Il toponimo di questo borgo, "Ursaria" pare essere derivato in –arius dal latino ursus ed indica con ogni probabilità un "luogo abitato dagli orsi". Interessante anche la leggenda scritta da Frà Jacopo d'Acqui nella sua opera "Chronica imaginis mundi" che narra di dieci fratelli orsaresi dei quali "tre sobri" e "sette ebbri". Costoro partirono da Orsara: i tre sobri si diressero verso oriente e fondarono Trisobbio; i sette ebbri si diressero verso occidente e fondarono Septembrium (Strevi). Ciò ci dimostra che ad Orsara si è sempre prodotto dell'ottimo vino anche in grado di dare l'ebbrezza.
Il Palazzo comunale strutturato su tre piani fu costruito nel 1911-1912 per essere adibito a scuola elementare e nei suoi pressi si erge la chiesa di San Sebastiano. L'attuale chiesa, posta in Regione Piano, fu riedificata nel 1928 e fu altresì ruotata di 180°, realizzando anche il piccolo sagrato. La storia ci racconta di un più antico edificio risalente alla prima metà del XVII secolo come adempimento al voto degli abitanti del borgo di essere risparmiati dalla peste.
Fu riedificata più volte e venne usata anche come sepolcreto. Si presenta con tetto a capanna, navata unica, realizzata in conci di tufo, laterizio e pietra. Ha un unica porta d'accesso in legno a due battenti con un bel portale in pietra squadrata, affiancata da due finestre quadrate e munite da grate. In facciata presenta una finestra a trifora posta all'interno di una cornice ad arco tutto sesto. Un tempo la chiesetta era dedicata a N.S. Assunta, a San Sebastiano e a San Rocco.

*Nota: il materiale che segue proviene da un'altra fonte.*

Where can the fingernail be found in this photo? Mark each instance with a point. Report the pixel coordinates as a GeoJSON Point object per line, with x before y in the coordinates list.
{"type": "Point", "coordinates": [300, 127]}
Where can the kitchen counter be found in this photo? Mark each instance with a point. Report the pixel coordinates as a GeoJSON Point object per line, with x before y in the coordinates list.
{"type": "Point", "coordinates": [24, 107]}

Inizio il mio vagolare per il paese e subito, in via Duca Amedeo d'Aosta, sul muro dell'edificio che ospita l'Ufficio postale vi sono te lapidi che compongono il monumento ai caduti. Sulle lapidi sono incisi i nomi dei molti militari orsaresi internati in campo di concentramento, un altra i militari caduti nella seconda guerra mondiale, i dispersi sul fronte russo e i dispersi sul fronte dell'Egeo, l'ultima i militari morti nella prima guerra mondiale.
Proseguo la mia passeggiata lungo questa strada, leggermente in salita, costeggiata da antiche case, quasi tutte a corte, fino a incontrare via Cavour. Vi sono molte saracinesche chiuse che ricordano le tante attività commerciali e artigianali ormai scomparse. Sull'alto muraglione in pietra che sostiene il sagrato della chiesa parrocchiale.

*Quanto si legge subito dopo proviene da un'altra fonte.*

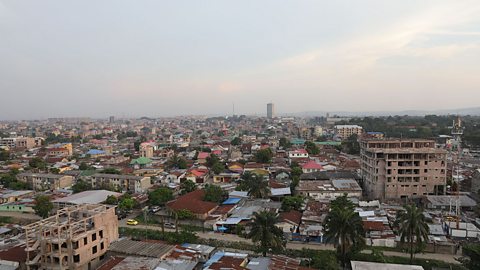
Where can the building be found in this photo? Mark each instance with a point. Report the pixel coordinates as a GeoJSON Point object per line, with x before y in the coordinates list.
{"type": "Point", "coordinates": [402, 168]}
{"type": "Point", "coordinates": [44, 181]}
{"type": "Point", "coordinates": [321, 190]}
{"type": "Point", "coordinates": [345, 131]}
{"type": "Point", "coordinates": [76, 237]}
{"type": "Point", "coordinates": [270, 110]}
{"type": "Point", "coordinates": [125, 183]}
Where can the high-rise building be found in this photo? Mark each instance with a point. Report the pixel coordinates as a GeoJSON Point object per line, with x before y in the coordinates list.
{"type": "Point", "coordinates": [270, 110]}
{"type": "Point", "coordinates": [402, 168]}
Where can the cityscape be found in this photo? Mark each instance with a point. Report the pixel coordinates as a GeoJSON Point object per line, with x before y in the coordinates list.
{"type": "Point", "coordinates": [256, 135]}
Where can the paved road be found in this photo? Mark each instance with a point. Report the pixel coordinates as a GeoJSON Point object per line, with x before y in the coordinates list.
{"type": "Point", "coordinates": [298, 246]}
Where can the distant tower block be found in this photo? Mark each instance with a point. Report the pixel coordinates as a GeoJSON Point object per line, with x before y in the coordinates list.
{"type": "Point", "coordinates": [270, 110]}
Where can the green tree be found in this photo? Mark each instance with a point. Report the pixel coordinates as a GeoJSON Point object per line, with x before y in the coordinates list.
{"type": "Point", "coordinates": [37, 163]}
{"type": "Point", "coordinates": [471, 258]}
{"type": "Point", "coordinates": [284, 143]}
{"type": "Point", "coordinates": [292, 203]}
{"type": "Point", "coordinates": [214, 193]}
{"type": "Point", "coordinates": [111, 200]}
{"type": "Point", "coordinates": [80, 186]}
{"type": "Point", "coordinates": [255, 185]}
{"type": "Point", "coordinates": [413, 228]}
{"type": "Point", "coordinates": [344, 227]}
{"type": "Point", "coordinates": [160, 196]}
{"type": "Point", "coordinates": [264, 155]}
{"type": "Point", "coordinates": [177, 162]}
{"type": "Point", "coordinates": [184, 214]}
{"type": "Point", "coordinates": [188, 186]}
{"type": "Point", "coordinates": [236, 141]}
{"type": "Point", "coordinates": [264, 232]}
{"type": "Point", "coordinates": [312, 148]}
{"type": "Point", "coordinates": [43, 206]}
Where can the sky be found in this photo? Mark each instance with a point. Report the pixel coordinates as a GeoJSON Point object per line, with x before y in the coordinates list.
{"type": "Point", "coordinates": [165, 58]}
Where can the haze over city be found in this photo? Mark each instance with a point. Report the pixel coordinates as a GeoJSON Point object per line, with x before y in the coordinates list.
{"type": "Point", "coordinates": [165, 58]}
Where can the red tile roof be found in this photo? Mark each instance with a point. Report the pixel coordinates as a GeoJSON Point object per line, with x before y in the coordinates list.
{"type": "Point", "coordinates": [192, 201]}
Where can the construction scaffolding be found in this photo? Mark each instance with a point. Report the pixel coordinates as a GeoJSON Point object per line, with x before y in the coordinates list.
{"type": "Point", "coordinates": [74, 238]}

Via Cavour incrocia via Giuseppe Peloso, un Soldato dei bersaglieri orsarese, insignito di medaglia di bronzo al valor militare conferita alla memoria per le operazioni militari avvenute a Bregu sul fronte greco albanese durante la seconda guerra mondiale ove cadde in combattimento. Al Peloso fu intitolata l'ex Via Cereta, dove si trovava la sua abitazione.
Per raggiungere la chiesa, invece di salire lungo la scala che mi permetterebbe di raggiungere il sagrato della chiesa, preferisco seguire la strada, passare sotto il "voltone", girare intorno l'abside per arrivare al bel sagrato in prato. Dal sagrato, vi è un belvedere fantastico sul paese e sulle circostanti colline.
La chiesa parrocchiale è i titolata a San Martino e risale al XVII secolo, edificata forse su un più antico oratorio, come testimonierebbe il campanile che mi pare cinquecentesco. Costruita in forme barocche, presenta una facciata con tetto a capanna e due ali laterali, sicuramente aggiunte successivamente. Il portone principale d'accesso è anticipato da un proneo a due pilasti con volte a crociera. Sopra la porta d'accesso vi è un grande affrescato raffigurante San Martino che dona parte del mantello. All'interno trovo bello l'alare maggiore realizzato in marmi policromi e il pulpito in legno intagliato.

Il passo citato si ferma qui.